There are two dimensions of Chinese outward investment and business transactions that the U.S. must consider: what to do about Chinese investment overseas and what to do about it in America. Chinese investment overseas is not a tidal wave threatening American interests, but Chinese firms will be major and durable players in both developed and developing markets. From offshore gas exploration in Brazil to auto production in India, American companies need to be able to compete.
In the U.S., the volume of blocked Chinese transactions since 2005 is about the same as the volume of completed transactions. This helps to explain a clear drop in the pace of new investment commitments in America last year. The U.S. has shown the most discomfort—for good reason—with very large deals by state-controlled enterprises such as CNOOC and Huawei.

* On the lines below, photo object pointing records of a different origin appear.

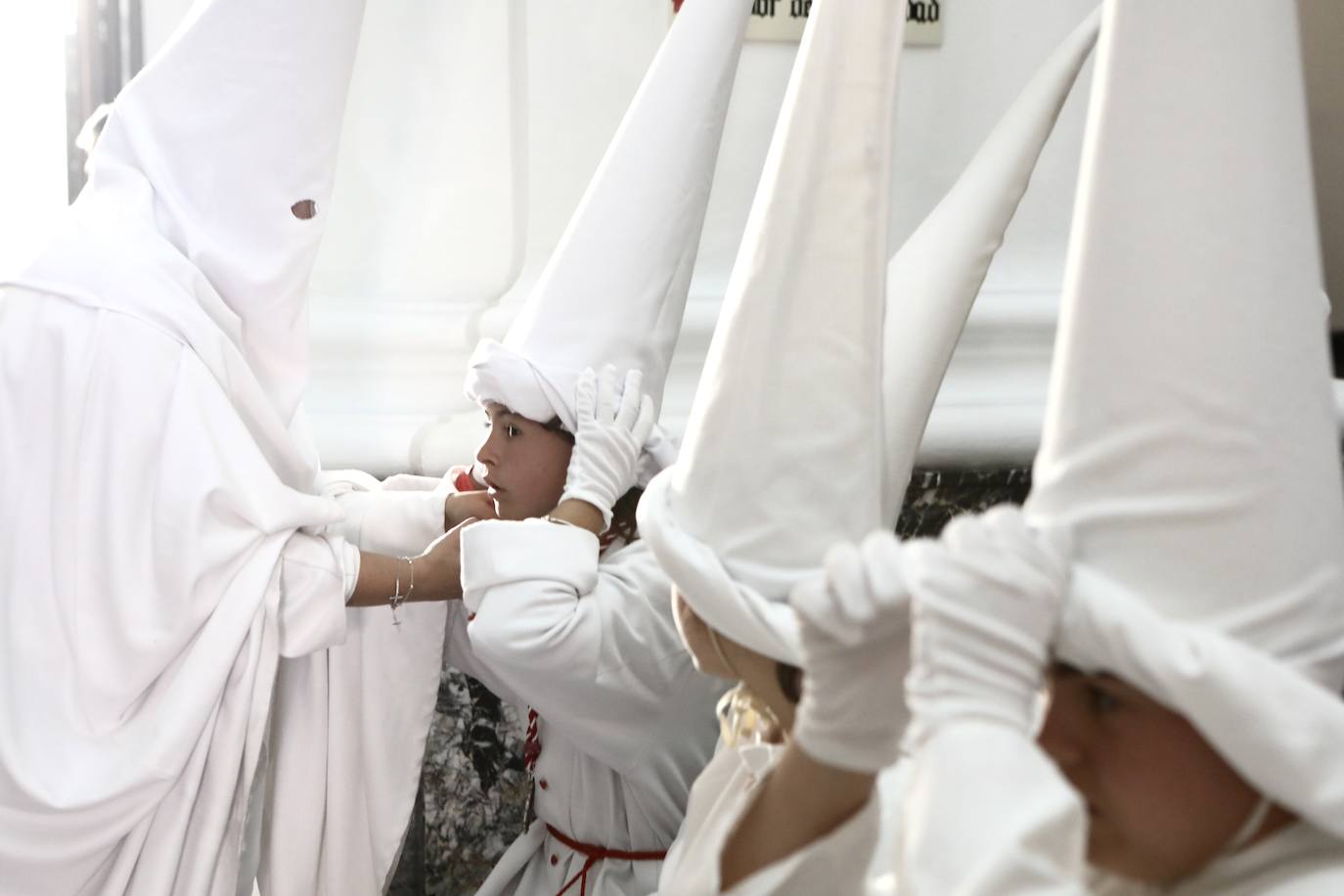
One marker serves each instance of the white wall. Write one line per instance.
(471, 132)
(32, 111)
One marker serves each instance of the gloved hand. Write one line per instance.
(987, 600)
(611, 431)
(856, 651)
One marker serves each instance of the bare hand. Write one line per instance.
(467, 506)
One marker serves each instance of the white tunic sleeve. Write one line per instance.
(988, 814)
(312, 593)
(349, 723)
(582, 643)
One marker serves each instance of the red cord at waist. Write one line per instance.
(597, 853)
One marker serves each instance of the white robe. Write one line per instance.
(626, 723)
(856, 857)
(146, 601)
(351, 723)
(987, 813)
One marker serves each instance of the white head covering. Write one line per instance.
(614, 291)
(167, 469)
(1189, 442)
(783, 449)
(739, 527)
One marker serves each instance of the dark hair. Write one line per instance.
(790, 680)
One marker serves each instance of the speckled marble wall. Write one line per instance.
(474, 790)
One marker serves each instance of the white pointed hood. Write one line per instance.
(931, 284)
(1189, 441)
(614, 291)
(935, 276)
(208, 194)
(783, 449)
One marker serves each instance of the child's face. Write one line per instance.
(524, 464)
(1161, 803)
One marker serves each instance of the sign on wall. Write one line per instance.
(785, 21)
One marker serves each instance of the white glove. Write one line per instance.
(856, 651)
(987, 600)
(611, 431)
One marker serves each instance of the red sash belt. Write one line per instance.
(596, 855)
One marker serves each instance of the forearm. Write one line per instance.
(579, 514)
(798, 803)
(381, 576)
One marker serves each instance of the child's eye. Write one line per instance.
(1100, 700)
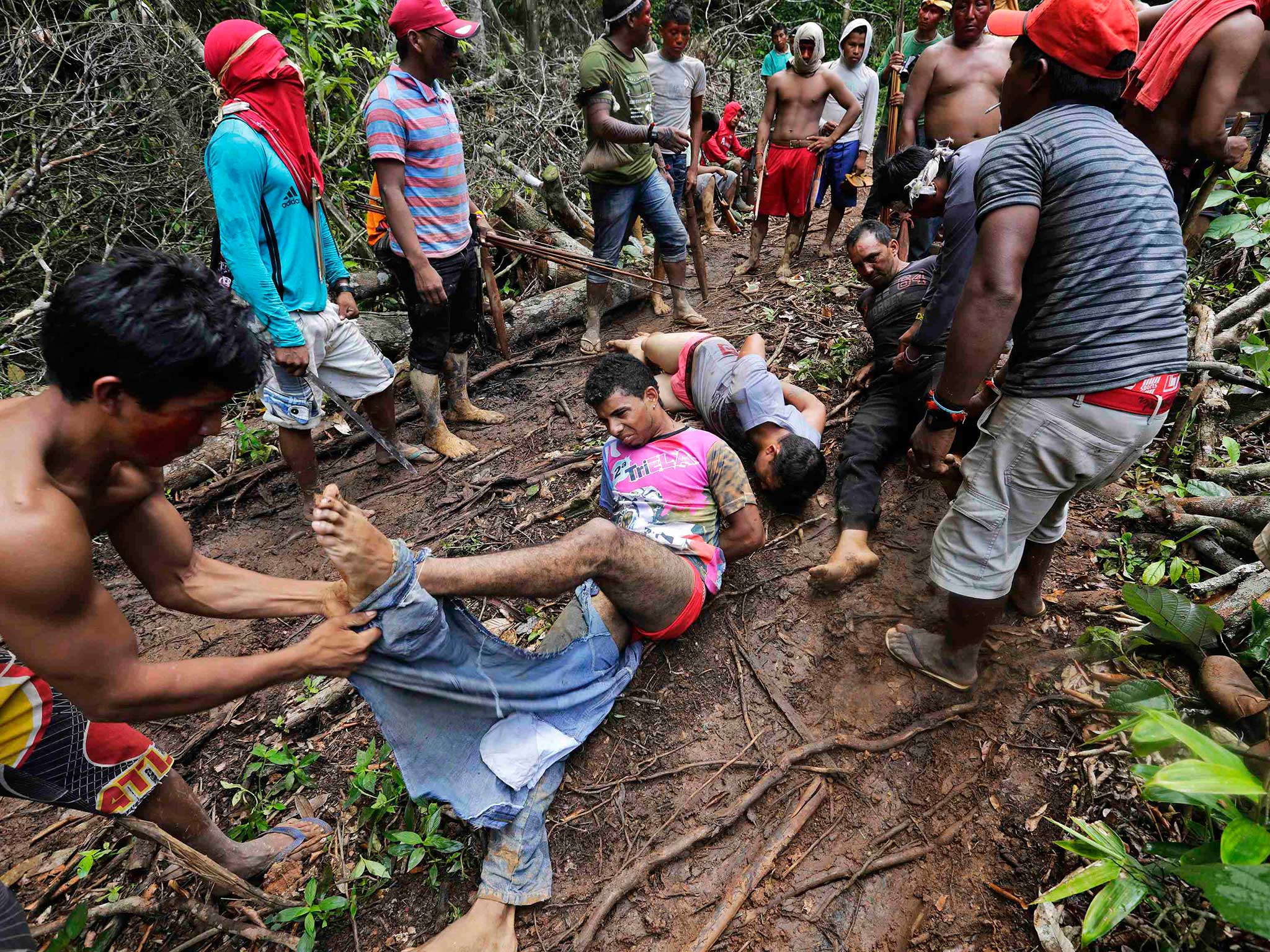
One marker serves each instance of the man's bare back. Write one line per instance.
(1191, 121)
(956, 87)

Chinese companies have learned to take bite-sized pieces, such as Sinopec’s early 2012 acquisition of minority stakes in Devon Energy projects, but they consistently complain that they do not know the implicit rules for their American transactions: which sectors are truly open, how big transactions can be, and what will be reviewed by the Committee on Foreign Investment in the United States (CFIUS). Transparency is achieved only when all parties can see plainly, and the U.S. has not been transparent for Chinese investors.
More Trade and Transparency
The U.S., therefore, should:
1. Quickly push forward a strong Trans-Pacific Partnership (TPP) agreement to open Pacific markets and serve as a template for investment access around the world. The TPP could be particularly helpful in establishing methods of treating investment by state enterprises.
2. Follow success with the Colombia Free Trade Agreement with more free-trade negotiations in South America and elsewhere.
3. Prioritize in the Strategic and Economic Dialogue the negotiation of increased U.S. market access for state-controlled enterprises in exchange for a clear reduction in the various kinds of subsidies for such enterprises.
4. Clarify the American investment review process, starting with the desired scope, timing, and criteria for CFIUS reviews. For example, CFIUS should work toward guidelines explaining why transactions are rejected even if, for national security reasons, the guidelines will be incomplete.
Derek Scissors, Ph.D., is Research Fellow in Asia Economic Policy in the Asian Studies Center at The Heritage Foundation.